How Suboptimal is Training rPPG Models with Videos and Targets from Different Body Sites?

TL;DR

The study addresses how the choice of ground-truth PPG site (forehead vs fingertip) affects supervised rPPG models trained on facial videos. It evaluates three architectures (DeepPhys, TS-CAN, PhysNet) using a unique dataset with synchronized forehead and finger PPG under LOSO cross-validation, showing that forehead ground-truth reduces waveform $MSE$ by up to 40% and yields better morphological fidelity. Heart-rate estimation remains reliable across site combinations, but waveform fidelity benefits most from site-consistent labeling. The findings highlight the importance of matching the ground-truth PPG location to the input video and adopting waveform-level evaluation for more accurate downstream physiological assessments.

Abstract

Remote camera measurement of the blood volume pulse via photoplethysmography (rPPG) is a compelling technology for scalable, low-cost, and accessible assessment of cardiovascular information. Neural networks currently provide the state-of-the-art for this task and supervised training or fine-tuning is an important step in creating these models. However, most current models are trained on facial videos using contact PPG measurements from the fingertip as targets/ labels.

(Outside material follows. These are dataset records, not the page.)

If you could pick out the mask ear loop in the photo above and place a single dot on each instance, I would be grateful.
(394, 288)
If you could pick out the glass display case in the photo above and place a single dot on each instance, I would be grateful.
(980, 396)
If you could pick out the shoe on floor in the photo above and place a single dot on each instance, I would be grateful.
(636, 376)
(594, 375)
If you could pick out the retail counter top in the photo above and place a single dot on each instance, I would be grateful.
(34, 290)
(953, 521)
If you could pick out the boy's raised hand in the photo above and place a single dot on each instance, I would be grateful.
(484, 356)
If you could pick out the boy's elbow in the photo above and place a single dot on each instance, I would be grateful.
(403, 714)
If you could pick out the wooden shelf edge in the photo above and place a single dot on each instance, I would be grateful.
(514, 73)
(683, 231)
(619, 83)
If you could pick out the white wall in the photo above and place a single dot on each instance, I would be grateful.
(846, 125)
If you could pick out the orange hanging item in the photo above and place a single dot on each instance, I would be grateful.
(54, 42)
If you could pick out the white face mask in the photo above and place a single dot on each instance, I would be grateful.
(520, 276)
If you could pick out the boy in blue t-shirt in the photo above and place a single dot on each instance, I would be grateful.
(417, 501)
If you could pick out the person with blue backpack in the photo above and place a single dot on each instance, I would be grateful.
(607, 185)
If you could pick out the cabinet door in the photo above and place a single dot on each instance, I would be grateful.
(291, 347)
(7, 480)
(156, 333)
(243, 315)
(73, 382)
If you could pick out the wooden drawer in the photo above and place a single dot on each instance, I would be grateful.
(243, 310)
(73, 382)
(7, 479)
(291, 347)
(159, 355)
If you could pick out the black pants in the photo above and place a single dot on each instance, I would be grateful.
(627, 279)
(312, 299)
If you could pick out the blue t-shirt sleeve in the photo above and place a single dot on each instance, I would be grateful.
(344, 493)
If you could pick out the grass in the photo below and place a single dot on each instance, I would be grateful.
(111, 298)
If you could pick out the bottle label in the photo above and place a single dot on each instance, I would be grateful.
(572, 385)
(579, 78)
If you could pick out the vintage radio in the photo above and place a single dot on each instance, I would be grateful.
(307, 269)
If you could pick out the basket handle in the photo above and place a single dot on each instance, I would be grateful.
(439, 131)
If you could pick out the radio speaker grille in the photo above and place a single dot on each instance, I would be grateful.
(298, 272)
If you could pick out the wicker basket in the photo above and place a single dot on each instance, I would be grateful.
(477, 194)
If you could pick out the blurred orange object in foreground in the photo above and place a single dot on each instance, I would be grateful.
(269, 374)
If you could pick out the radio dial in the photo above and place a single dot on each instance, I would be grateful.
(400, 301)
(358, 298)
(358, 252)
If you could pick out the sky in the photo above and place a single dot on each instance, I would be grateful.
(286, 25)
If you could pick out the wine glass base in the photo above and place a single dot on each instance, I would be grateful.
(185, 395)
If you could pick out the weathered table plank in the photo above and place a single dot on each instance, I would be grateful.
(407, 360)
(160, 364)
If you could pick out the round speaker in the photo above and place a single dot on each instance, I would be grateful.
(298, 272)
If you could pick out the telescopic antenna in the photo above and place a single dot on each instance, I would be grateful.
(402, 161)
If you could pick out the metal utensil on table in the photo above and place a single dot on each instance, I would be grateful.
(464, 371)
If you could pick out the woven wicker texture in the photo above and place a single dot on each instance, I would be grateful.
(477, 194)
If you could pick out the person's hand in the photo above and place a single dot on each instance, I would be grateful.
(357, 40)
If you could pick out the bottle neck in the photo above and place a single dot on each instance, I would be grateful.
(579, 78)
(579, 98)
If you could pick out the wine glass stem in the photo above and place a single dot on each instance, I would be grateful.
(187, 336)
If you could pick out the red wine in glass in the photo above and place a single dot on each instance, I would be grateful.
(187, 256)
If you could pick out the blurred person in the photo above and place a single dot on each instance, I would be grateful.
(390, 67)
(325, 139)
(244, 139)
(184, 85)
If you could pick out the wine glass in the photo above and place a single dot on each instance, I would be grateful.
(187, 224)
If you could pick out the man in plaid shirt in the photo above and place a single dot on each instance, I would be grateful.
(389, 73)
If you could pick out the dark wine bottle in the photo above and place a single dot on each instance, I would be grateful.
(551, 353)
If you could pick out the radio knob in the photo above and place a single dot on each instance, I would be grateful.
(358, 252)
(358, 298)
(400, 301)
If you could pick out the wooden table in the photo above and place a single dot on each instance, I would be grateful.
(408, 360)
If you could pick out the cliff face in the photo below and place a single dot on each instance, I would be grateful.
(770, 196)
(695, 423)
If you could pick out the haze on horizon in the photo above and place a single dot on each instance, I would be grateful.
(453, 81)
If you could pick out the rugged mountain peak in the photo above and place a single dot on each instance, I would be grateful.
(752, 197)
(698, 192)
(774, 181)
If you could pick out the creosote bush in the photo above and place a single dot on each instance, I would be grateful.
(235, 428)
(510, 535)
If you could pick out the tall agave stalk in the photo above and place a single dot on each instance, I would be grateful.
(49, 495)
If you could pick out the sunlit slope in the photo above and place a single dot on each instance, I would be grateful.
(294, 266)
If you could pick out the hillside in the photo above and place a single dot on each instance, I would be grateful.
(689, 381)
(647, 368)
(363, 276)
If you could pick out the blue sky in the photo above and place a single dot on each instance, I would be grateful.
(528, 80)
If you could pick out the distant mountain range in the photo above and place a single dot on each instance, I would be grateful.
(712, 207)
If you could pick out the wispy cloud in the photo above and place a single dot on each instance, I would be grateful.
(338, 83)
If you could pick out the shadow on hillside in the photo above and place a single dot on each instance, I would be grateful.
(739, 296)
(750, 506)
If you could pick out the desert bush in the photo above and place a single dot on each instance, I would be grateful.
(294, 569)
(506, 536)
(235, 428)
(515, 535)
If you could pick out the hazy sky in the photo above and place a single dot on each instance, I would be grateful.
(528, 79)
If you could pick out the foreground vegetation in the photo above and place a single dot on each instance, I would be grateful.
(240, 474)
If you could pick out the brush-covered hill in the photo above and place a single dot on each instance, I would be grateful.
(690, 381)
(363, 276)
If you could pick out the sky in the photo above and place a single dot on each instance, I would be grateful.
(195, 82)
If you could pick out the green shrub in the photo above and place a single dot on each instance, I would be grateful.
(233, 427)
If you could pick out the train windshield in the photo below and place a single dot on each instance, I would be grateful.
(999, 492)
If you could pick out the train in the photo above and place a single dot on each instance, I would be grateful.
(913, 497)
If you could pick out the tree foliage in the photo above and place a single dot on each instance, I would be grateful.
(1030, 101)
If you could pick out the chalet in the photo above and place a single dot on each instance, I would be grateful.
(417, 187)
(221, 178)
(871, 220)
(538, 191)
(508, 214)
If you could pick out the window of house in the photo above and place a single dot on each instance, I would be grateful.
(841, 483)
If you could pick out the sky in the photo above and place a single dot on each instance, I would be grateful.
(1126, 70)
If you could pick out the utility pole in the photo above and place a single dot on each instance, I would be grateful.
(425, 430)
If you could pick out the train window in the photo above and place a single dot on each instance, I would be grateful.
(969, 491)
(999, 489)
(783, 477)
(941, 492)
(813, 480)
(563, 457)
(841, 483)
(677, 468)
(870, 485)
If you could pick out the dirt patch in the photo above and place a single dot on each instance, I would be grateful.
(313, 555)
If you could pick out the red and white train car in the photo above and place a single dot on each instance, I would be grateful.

One of the reasons for this is that few public datasets to date have incorporated contact PPG measurements from the face. Yet there is copious evidence that the PPG signals at different sites on the body have very different morphological features. Is training a facial video rPPG model using contact measurements from another site on the body suboptimal? Using a recently released unique dataset with synchronized contact PPG and video measurements from both the hand and face, we can provide precise and quantitative answers to this question. We obtain up to 40 % lower mean squared errors between the waveforms of the predicted and the ground truth PPG signals using state-of-the-art neural models when using PPG signals from the forehead compared to using PPG signals from the fingertip. We also show qualitatively that the neural models learn to predict the morphology of the ground truth PPG signal better when trained on the forehead PPG signals. However, while models trained from the forehead PPG produce a more faithful waveform, models trained from a finger PPG do still learn the dominant frequency (i.e., the heart rate) well.

Figures (4)

• Figure 1: What is the Optimal Target for rPPG? Most rPPG models are trained with PPG targets from the finger tip; however, waveform morphology differs in phase and morphology at different sites across the body. We show that using finger tip PPG targets is less optimal than using PPG measured from the face.
• Figure 2: Experimental Apparatus. We used a customarily designed data collection apparatus that simultaneously collects contact reflectance PPG measurements from the face (forehead) (a) and finger (b) synchronized with video recordings of the face.
• Figure 3: Test Loss on Waveform Predictions. Mean squared error (MSE) between the predicted PPG waveforms and reference contact sensor measurements. Error bars show the standard deviation across subjects. MSE Lower = Better
• Figure 4: Waveform Examples from Two Participants. Contact sensor (gray) and rPPG predictions (red) for test data from two participants using the DeepPhys model (top) trained on finger and tested on face, (second top) trained on face and tested on finger, (third top) trained on finger and tested on face, (fourth top) trained on face and tested on face.